01/17/21 - St. Petersburg, FL:
     The pandemic is certainly dampening our activities in Florida but, thanks to the warmer weather, outside dining is possible. When we don’t eat outside, we (Joan) cook at home or get take-out. We are trying to be very careful and avoid contact with others, but passing people safely even in uncrowded grocery stores and outside restaurants is difficult. Hopefully, the masks required by every business we enter and the limited contact in passing will be sufficient to avoid the recent, highly-contagious, mutations of the Covid virus. So far, so good, but a close friend, also wintering in Florida was not so fortunate and is currently in the hospital battling the virus and pneumonia. We are praying and pulling for his recovery.
     My son had hernia surgery last week and is recovering remarkably well. We transported him to and from the hospital for the laparoscopic, day surgery and spent his first two nights of recovery with him. We’re back home (AirBnB) and have returned to our daily routines.
     My routine is a relatively early morning visit to the coffee shop in Gulfport where I sit outside with a decaf-au-lait and a small sweet for breakfast. This morning, wearing shorts, a golf shirt, and a fleece sweatshirt to ward off the chilly, 57 degree temp, I was very comfortable watching the myriads of people walking their dogs. I can see why St. Pete was called the best dog city in the USA. Departing the coffee shop, I drove to the municipal parking lot overlooking a small beach and the bay and enjoyed watching the pelicans diving not far offshore for their breakfast. Plenty more dog walkers passing by, too.
     Joan’s morning is a little slower, although this morning she was up early to Zoom-attend (a new verb?) her church. Usually, she arises much later than I, makes coffee, toasts an English muffin, spreads it with honey peanut butter and watches the Today Show, with whose stars she is, apparently, on a first-name basis.

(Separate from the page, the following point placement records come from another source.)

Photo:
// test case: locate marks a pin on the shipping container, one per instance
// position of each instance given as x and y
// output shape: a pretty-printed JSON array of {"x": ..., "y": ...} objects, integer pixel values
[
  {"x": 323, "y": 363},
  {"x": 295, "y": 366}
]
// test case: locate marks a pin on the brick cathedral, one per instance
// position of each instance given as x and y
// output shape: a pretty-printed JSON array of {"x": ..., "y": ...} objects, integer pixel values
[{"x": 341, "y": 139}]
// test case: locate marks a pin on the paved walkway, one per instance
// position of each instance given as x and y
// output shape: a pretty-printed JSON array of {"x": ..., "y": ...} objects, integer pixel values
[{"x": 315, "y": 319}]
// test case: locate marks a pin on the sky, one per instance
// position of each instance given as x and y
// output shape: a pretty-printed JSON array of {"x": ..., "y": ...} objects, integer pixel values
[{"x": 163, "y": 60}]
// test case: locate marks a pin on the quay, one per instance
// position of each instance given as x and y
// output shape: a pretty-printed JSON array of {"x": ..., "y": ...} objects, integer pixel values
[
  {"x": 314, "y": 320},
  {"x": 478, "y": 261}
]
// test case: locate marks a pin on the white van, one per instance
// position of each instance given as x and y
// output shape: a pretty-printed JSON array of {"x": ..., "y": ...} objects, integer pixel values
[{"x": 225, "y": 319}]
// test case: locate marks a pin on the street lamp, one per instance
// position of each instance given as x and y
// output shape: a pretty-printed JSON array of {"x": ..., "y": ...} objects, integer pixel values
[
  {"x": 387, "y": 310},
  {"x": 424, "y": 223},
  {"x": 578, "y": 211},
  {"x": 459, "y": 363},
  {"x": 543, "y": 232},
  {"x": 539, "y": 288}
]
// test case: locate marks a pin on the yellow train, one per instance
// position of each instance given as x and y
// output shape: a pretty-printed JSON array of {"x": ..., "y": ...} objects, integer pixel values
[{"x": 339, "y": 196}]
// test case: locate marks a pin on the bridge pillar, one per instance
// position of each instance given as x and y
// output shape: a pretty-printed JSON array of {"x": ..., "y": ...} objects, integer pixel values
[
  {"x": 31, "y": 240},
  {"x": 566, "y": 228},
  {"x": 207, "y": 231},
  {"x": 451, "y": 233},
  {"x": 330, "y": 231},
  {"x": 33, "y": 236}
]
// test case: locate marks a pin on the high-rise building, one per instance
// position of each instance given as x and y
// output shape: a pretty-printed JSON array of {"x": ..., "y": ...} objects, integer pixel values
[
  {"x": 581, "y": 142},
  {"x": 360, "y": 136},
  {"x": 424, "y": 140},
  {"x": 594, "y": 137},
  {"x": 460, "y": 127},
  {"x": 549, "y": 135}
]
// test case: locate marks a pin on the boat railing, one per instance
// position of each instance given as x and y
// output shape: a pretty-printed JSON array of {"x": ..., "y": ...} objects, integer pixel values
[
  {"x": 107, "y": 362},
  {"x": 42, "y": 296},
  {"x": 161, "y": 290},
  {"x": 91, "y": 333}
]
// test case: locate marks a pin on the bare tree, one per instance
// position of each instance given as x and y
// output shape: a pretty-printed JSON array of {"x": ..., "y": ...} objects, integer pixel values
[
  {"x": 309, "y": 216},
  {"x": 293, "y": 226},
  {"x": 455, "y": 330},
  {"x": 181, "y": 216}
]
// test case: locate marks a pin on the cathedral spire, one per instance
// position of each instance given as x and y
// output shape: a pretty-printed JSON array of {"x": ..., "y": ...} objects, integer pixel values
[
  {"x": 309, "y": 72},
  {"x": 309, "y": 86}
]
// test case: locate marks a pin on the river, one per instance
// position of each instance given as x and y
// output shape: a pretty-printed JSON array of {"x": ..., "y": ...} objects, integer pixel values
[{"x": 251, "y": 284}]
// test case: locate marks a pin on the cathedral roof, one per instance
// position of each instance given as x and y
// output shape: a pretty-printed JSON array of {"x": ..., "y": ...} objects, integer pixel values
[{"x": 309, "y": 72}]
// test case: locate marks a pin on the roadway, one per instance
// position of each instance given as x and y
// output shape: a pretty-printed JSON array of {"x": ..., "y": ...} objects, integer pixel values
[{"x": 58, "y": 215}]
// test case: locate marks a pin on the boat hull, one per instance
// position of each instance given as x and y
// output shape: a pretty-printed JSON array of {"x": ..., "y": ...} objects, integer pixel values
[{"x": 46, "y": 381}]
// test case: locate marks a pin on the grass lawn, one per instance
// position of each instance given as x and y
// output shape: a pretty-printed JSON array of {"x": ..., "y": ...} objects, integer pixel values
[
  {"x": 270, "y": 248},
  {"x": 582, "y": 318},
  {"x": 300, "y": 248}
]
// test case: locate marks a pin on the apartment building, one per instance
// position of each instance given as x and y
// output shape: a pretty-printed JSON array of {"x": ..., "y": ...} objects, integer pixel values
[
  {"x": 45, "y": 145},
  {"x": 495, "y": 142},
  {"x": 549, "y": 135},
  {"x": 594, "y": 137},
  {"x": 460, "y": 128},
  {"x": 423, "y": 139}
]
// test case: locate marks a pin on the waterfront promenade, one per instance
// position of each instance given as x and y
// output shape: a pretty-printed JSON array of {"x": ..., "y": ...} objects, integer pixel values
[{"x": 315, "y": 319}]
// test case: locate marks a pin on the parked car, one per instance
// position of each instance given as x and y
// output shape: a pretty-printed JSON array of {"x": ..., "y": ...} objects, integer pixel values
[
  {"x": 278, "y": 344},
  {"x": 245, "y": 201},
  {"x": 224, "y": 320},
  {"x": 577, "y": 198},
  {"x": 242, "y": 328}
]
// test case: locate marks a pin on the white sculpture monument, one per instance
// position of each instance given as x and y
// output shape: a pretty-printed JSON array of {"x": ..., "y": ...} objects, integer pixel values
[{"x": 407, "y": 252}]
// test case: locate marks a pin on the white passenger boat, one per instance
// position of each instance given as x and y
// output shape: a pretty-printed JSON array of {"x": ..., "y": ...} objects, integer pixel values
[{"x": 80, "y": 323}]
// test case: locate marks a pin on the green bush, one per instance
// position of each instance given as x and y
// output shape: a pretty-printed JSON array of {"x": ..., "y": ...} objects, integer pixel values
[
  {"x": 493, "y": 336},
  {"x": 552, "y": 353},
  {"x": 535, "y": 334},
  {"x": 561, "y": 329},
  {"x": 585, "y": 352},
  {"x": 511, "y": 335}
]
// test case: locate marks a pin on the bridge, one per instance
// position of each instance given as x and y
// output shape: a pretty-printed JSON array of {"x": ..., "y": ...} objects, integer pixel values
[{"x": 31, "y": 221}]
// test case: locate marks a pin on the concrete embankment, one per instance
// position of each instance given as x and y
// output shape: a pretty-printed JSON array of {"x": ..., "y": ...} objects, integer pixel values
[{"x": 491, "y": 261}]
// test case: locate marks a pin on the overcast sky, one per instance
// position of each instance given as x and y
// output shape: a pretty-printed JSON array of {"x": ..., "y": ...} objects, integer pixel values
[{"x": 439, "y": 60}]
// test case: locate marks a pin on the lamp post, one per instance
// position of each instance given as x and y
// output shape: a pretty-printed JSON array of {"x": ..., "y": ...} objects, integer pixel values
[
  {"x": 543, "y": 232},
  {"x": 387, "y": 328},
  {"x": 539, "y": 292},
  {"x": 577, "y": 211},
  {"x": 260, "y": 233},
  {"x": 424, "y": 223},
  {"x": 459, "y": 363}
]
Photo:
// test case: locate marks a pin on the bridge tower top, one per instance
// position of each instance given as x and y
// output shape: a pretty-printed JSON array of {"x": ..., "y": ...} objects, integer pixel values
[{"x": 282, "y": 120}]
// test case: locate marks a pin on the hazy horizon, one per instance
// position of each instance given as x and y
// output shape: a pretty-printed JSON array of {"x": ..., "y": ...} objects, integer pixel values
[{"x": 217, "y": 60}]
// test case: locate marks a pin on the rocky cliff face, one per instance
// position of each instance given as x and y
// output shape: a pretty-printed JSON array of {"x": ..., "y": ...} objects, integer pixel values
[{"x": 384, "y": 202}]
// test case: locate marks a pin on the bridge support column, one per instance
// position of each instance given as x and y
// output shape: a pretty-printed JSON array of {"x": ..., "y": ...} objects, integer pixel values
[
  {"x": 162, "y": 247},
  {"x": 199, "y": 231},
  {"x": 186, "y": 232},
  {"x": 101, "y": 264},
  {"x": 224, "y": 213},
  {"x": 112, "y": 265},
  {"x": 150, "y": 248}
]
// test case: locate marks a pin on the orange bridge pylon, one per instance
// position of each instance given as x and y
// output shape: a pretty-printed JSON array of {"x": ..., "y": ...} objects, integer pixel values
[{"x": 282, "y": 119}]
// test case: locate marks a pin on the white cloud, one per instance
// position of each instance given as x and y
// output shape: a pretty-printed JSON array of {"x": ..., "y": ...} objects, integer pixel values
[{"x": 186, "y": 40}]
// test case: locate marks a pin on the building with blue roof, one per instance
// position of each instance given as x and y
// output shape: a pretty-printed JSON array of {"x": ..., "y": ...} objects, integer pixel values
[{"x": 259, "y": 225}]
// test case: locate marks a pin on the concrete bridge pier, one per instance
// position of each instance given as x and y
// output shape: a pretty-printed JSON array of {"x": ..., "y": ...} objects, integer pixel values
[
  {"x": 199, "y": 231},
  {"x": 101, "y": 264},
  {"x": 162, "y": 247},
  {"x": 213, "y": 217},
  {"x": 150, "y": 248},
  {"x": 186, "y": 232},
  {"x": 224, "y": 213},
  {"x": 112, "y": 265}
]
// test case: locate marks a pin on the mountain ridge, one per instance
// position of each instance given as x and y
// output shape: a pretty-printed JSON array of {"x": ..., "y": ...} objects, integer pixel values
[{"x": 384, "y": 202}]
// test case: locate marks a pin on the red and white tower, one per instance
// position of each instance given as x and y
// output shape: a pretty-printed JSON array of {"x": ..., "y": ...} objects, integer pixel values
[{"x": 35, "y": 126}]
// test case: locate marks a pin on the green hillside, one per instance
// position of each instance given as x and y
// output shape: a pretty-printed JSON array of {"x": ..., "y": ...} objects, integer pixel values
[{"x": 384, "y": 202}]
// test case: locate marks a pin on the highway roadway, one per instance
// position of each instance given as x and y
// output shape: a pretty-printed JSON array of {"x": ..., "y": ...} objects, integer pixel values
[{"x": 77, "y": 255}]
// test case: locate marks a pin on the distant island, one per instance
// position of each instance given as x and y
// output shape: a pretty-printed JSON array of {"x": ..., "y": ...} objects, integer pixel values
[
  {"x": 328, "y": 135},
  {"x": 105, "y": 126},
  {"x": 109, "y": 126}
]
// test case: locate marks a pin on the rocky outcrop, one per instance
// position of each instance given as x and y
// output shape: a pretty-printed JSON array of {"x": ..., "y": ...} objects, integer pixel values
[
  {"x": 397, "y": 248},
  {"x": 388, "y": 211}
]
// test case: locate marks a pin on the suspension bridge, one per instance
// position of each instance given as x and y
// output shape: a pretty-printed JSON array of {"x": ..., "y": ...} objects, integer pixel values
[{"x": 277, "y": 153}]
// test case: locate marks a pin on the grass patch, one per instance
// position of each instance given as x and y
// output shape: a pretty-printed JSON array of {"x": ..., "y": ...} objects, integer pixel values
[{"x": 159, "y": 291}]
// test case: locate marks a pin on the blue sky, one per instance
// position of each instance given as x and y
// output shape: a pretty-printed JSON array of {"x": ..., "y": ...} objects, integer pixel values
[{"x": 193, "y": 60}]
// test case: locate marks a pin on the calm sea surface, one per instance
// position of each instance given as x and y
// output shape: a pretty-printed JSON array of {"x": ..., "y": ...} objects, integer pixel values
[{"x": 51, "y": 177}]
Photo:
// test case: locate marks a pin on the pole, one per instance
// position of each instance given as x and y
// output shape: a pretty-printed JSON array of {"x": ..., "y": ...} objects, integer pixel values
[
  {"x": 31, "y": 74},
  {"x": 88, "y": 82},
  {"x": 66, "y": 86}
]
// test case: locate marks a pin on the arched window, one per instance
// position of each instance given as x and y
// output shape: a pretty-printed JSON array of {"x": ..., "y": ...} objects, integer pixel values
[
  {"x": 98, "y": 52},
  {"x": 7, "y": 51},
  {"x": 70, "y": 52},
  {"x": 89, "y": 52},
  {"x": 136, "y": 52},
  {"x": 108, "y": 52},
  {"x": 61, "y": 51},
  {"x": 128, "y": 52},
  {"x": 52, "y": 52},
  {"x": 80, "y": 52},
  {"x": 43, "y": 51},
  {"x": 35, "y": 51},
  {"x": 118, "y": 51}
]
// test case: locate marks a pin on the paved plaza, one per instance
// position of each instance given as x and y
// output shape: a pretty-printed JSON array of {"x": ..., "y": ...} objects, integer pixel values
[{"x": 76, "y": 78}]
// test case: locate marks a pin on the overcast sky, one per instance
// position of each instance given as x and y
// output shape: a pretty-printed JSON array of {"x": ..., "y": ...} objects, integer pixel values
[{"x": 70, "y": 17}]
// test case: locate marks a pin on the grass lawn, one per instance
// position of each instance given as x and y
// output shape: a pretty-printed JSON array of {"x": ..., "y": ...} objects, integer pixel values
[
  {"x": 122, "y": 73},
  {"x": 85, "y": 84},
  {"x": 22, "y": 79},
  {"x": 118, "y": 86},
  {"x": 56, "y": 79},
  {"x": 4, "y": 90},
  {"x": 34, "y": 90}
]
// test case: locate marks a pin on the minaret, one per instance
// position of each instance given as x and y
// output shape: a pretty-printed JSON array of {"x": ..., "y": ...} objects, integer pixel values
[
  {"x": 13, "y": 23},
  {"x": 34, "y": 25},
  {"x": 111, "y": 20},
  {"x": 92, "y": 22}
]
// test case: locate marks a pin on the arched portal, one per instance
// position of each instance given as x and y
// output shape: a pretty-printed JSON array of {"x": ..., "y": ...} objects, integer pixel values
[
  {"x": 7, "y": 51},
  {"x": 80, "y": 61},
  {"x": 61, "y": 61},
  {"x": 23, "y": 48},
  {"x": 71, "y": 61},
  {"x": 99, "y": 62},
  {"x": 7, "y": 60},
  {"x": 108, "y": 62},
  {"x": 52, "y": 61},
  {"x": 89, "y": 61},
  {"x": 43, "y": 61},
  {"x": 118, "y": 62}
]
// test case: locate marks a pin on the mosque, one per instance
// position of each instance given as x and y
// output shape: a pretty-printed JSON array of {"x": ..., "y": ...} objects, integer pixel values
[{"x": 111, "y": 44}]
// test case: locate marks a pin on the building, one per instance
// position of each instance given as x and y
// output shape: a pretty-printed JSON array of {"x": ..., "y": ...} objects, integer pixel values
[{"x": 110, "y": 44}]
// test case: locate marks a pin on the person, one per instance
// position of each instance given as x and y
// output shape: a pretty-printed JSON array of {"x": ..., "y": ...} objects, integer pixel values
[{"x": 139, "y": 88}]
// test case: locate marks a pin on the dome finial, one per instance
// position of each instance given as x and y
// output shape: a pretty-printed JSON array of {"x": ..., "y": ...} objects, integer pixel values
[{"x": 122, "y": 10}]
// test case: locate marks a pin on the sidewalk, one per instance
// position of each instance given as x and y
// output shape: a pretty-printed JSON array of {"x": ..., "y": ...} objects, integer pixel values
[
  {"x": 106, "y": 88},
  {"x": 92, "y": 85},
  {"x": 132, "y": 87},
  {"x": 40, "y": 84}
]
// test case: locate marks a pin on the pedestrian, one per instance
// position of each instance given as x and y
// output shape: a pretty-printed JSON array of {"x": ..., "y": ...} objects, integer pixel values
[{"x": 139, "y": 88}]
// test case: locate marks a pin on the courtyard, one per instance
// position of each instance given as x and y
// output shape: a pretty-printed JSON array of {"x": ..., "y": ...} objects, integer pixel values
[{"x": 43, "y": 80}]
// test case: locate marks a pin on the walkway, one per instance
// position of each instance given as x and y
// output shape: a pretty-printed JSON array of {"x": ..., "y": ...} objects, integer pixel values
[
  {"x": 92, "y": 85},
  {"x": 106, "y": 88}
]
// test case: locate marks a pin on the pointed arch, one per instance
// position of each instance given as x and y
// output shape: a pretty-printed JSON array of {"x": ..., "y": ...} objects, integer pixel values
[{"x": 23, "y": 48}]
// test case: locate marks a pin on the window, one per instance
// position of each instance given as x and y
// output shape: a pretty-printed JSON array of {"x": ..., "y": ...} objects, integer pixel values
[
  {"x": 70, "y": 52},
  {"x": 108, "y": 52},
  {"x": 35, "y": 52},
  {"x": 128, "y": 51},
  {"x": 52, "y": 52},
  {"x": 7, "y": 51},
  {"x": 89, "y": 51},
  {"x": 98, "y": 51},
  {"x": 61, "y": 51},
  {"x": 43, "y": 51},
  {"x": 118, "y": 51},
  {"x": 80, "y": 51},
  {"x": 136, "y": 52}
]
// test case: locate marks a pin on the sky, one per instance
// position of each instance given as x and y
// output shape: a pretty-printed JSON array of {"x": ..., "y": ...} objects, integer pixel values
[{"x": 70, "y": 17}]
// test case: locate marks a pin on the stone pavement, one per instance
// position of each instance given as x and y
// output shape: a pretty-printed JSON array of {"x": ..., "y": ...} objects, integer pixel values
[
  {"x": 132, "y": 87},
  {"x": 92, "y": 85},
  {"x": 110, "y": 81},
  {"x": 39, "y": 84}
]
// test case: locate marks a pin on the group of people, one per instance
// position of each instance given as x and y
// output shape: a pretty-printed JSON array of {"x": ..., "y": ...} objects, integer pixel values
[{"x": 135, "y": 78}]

     Yesterday, the two of us and our son went on a Saturday drive across the magnificent Skyway Coastal Bridge to Bradenton. While driving we remembered the Facebook posting of one of our friends who was enjoying a blackened grouper sandwich at Tide Tables, an outside, bayside, seafood-shack kind of place and, feeling hunger pangs, we headed there. Securing a picnic table two or three feet from the bay, I enjoyed a cup of curried grouper stew and a blackened grouper sandwich that was sensational. Gary had a fried grouper sandwich and Joan, never a seafood lover, went for the grilled shrimp. It was a delightful stop although quite windy on our table by the bay.
     Gary and I went fishing a day or two before his surgery, but we didn’t go “catching!” I caught a nice Ladyfish, but that was the only fish we were able to land in a couple hours of lashing the water. The fish apparently enjoyed the grass shrimp they repeatedly stole off our hooks and we called feeding fish our good deed for the day. Ciao.